In conclusion, mounting studies have established that RSV functions as a pivotal regulator of the SIRT family, particularly SIRT1, SIRT3, and SIRT6, orchestrating the restoration of metabolic homeostasis across multiple organ systems. This polyphenol significantly ameliorates hepatic steatosis and fibrosis by upregulating mitochondrial biogenesis via PGC-1α deacetylation and dampening pro-inflammatory cascades through the inhibition of NF-κB and NLRP3 pathways. Furthermore, RSV augments insulin sensitivity and safeguards pancreatic β-cell integrity by counteracting oxidative stress, while concurrently stimulating adipose tissue thermogenesis and mitigating cardiovascular risk factors. Therefore, its therapeutic application constitutes a promising strategy for managing intricate metabolic syndromes (Figure 1).

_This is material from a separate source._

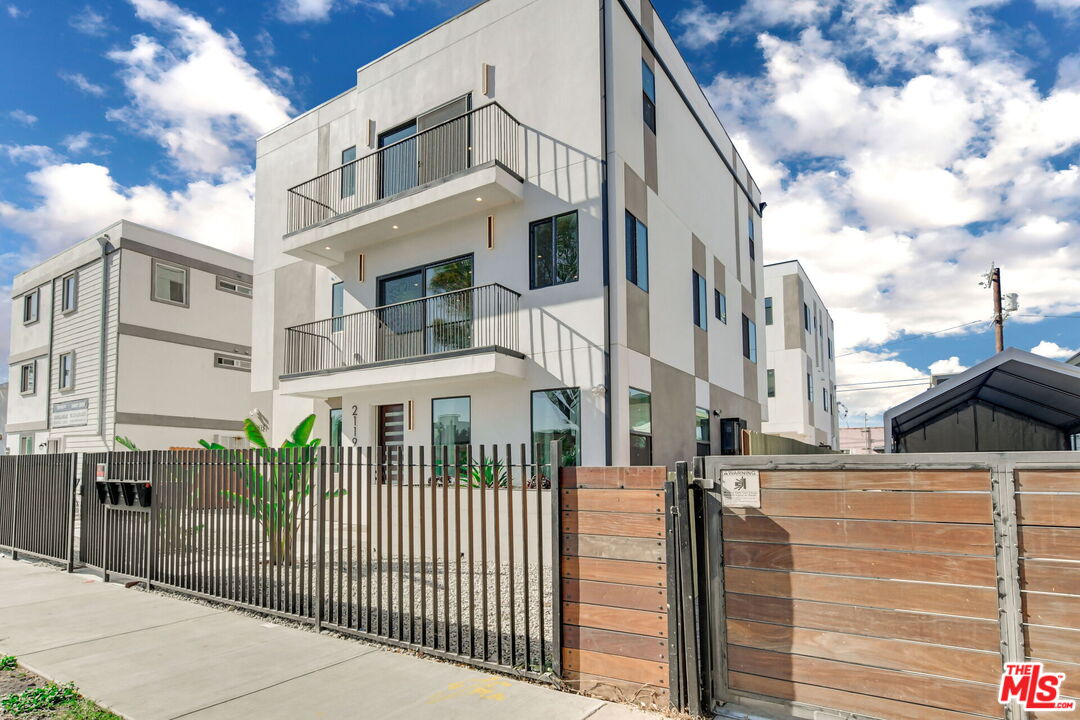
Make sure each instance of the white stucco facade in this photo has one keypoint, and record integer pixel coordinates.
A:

Nevertheless, clinical implementation is currently impeded by constraints regarding bioavailability and dose-dependent variability in human subjects. Future investigations should prioritize the engineering of novel delivery systems and the evaluation of synergistic combinations with other bioactive compounds to optimize their pharmacokinetic profile and clinical efficacy. Strategic advances should also encompass systematic head-to-head comparisons of natural polyphenols, NAD⁺ precursors, and next-generation synthetic modulators to identify the most promising strategies for metabolic disease intervention. Despite existing challenges, strategic advances in formulation science, combination regimens, and mechanistic understanding position RSV and SIRT-targeted interventions as compelling candidates for the future prevention and treatment of metabolic dysfunction-associated diseases.